The FIRST set of non-terminals is listed below:
NON-TERMINAL | FIRST |
---|---|
array | [ |
object | { |
values | ε STRING NUMBER NULL BOOLEAN { [ |
addition-values | ε COMMA |
members | ε STRING |
addition-members | ε COMMA |
member | STRING |
value | STRING NUMBER NULL BOOLEAN { [ |
S | [ { |
non-empty-members | STRING |
non-empty-values | STRING NUMBER NULL BOOLEAN { [ |
The FOLLOW set is listed below:
NON-TERMINAL | FOLLOW |
---|---|
S | $ |
array | , $ } ] |
object | , $ } ] |
values | ] |
non-empty-values | ] |
addition-values | ] |
members | } |
non-empty-members | } |
addition-members | } |
member | , } |
value | , } ] |
Finally the parsing table can be constructed from FIRST and FOLLOW set:
NON-TERMINAL | [ | { | , | : | ] | } | STRING | NUMBER | NULL | BOOLEAN |
---|---|---|---|---|---|---|---|---|---|---|
S | array | object | ||||||||
array | [ values ] | |||||||||
object | { members } | |||||||||
values | non-empty-values | non-empty-values | ε | non-empty-values | non-empty-values | non-empty-values | non-empty-values | |||
non-empty-values | value addition-values | value addition-values | value addition-values | value addition-values | value addition-values | value addition-values | ||||
addition-values | , non-empty-values | ε | ||||||||
members | ε | non-empty-members | ||||||||
non-empty-members | member addition-members | |||||||||
addition-members | , non-empty-members | ε | ||||||||
member | STRING : value | |||||||||
value | array | object | STRING | NUMBER | NULL | BOOLEAN |
There is a great tool for above grammar analysis.

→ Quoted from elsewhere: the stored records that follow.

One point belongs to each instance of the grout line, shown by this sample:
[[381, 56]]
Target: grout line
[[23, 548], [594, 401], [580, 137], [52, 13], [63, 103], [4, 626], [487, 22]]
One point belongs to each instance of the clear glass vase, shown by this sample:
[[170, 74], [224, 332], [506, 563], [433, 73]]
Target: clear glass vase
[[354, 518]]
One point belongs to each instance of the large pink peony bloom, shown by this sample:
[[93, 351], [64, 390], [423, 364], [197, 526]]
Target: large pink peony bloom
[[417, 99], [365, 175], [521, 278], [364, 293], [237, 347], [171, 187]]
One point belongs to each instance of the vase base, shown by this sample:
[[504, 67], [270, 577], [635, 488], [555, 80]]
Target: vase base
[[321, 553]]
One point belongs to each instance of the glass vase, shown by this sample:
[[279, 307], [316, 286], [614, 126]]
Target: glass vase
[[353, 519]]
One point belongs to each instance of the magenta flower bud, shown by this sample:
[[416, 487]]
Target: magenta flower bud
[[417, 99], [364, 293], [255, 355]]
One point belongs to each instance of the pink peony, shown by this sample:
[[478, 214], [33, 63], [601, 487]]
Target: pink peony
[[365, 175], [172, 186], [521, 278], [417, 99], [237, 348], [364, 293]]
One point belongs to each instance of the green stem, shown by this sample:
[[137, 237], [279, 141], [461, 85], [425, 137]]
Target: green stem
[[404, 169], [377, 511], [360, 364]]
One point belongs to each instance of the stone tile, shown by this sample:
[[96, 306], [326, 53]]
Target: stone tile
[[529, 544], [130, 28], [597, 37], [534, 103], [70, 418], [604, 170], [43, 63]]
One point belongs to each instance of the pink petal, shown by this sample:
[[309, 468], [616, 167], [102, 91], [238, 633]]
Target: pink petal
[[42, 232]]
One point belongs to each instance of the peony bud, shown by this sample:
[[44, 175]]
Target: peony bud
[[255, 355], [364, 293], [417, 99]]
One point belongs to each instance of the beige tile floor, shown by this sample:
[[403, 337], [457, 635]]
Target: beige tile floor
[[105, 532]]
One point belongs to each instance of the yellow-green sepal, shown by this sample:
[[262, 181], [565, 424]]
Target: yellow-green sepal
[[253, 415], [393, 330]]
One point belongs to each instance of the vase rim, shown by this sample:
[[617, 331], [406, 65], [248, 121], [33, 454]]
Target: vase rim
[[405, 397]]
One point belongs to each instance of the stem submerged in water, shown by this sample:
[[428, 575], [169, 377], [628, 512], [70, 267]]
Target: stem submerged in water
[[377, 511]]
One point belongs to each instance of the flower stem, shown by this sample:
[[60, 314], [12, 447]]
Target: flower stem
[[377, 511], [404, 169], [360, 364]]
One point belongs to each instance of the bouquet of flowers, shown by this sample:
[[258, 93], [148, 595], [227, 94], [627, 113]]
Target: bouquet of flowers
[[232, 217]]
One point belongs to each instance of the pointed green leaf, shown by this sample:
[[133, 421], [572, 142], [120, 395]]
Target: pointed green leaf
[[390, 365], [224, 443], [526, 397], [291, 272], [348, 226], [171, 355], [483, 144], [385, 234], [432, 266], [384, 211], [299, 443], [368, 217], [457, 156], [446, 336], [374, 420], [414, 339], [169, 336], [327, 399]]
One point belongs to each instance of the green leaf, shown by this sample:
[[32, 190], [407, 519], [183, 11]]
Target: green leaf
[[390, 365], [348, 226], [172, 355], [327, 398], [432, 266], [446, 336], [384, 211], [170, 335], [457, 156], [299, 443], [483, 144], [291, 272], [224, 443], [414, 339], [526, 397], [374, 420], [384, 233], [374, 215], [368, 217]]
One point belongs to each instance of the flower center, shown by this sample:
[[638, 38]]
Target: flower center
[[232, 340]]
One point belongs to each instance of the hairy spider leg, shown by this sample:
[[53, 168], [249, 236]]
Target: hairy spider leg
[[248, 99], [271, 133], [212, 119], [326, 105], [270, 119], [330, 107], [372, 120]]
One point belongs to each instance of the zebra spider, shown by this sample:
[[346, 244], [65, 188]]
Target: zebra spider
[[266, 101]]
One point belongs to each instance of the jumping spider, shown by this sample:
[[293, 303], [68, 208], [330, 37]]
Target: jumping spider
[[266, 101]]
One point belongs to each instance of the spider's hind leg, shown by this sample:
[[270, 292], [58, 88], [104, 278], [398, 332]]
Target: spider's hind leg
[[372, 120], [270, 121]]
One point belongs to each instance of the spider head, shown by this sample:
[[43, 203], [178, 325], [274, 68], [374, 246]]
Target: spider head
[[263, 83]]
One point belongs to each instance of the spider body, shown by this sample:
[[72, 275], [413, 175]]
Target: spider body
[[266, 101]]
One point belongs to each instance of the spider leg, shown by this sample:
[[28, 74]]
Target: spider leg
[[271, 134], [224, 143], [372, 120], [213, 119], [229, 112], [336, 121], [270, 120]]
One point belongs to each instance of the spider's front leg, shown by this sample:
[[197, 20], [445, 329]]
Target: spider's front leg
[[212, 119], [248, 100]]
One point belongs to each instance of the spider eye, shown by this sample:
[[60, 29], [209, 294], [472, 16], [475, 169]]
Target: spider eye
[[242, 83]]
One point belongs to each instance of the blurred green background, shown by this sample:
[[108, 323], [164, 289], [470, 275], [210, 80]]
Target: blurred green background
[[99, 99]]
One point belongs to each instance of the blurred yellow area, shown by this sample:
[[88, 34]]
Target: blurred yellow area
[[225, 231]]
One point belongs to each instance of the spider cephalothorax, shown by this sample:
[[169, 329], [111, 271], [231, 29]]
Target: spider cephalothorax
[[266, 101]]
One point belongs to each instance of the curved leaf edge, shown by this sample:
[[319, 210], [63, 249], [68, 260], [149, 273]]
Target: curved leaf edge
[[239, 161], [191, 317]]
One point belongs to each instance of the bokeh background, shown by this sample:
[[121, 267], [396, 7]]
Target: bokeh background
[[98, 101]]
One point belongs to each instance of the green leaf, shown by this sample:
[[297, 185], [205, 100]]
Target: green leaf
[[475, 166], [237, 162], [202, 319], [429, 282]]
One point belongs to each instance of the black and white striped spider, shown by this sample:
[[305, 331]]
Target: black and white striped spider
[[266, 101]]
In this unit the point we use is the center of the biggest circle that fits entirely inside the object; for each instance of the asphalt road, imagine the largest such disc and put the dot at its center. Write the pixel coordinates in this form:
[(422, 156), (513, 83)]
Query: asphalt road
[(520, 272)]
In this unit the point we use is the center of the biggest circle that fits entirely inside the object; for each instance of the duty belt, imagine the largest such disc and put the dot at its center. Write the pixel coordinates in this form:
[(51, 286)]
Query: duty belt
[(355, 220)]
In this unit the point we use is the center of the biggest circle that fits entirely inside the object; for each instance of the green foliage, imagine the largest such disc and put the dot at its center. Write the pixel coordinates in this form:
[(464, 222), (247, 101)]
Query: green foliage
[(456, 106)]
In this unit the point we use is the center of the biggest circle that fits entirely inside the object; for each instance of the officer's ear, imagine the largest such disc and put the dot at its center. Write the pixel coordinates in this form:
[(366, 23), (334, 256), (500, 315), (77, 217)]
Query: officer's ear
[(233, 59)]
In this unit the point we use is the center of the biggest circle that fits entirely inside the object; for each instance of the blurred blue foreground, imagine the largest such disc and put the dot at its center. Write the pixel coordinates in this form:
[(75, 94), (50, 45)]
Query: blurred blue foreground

Based on the parsing table, a direct(or conventional) implementation that pushes the production body in reverse order while generating a production could work.
In RapidJSON, several modifications(or adaptations to current design) are made to a direct implementation.
First, the parsing table is encoded in a state machine in RapidJSON. States are constructed by the head and body of production. State transitions are constructed by production rules. Besides, extra states are added for productions involved with array
and object
. In this way the generation of array values or object members would be a single state transition, rather than several pop/push operations in the direct implementation. This also makes the estimation of stack size more easier.
The state diagram is shown as follows:
Second, the iterative parser also keeps track of array's value count and object's member count in its internal stack, which may be different from a conventional implementation.